Traditional risk factors explain about half of the excess prevalence of preterm births among African Americans and explain all of the excess among other racial and ethnic groups. The remaining excess among African American appears to be due to risk factors among multiparous women that occur between pregnancies.

摘要

背景

在美国,早产是婴儿死亡的主要原因。

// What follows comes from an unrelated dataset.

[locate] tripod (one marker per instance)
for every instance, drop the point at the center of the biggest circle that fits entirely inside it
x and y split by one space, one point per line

早产的风险和与早产相关的因素的流行率因种族和民族群体而异。

目的

研究无常见早产风险因素的妇女中早产的种族和民族差异。

方法

我们使用了 1988 年至 2002 年期间在美国部分州发生的单胎妊娠的妊娠风险评估监测系统(PRAMS)的数据。PRAMS 是对在该州分娩的州居民进行的横断面研究。我们使用母亲年龄、教育程度、分娩时的婚姻状况、产次、孕次间隔、吸烟或饮酒、收入来源和数量以及孕前体重指数来定义风险状况。

结果

只有 9.6%(18815 人)的女性为低危。低危人群中,2.4%(美洲原住民)和 12.4%(亚太裔)为低危。低危妇女早产的风险比非低危妇女低 29.0%(95%可信区间:23.0%,34.0%)。在低危人群中,非裔美国女性的早产率高于白人女性(PR:1.3,95%可信区间:1.0,1.6),但仅在最近一次分娩既不是低体重儿也不是早产儿的多产妇中如此。

结论

传统风险因素解释了非裔美国人早产率过高的一半以上,也解释了其他种族和民族群体早产率过高的全部原因。非裔美国人剩余的早产率似乎是由于多产妇在两次妊娠之间存在的风险因素所致。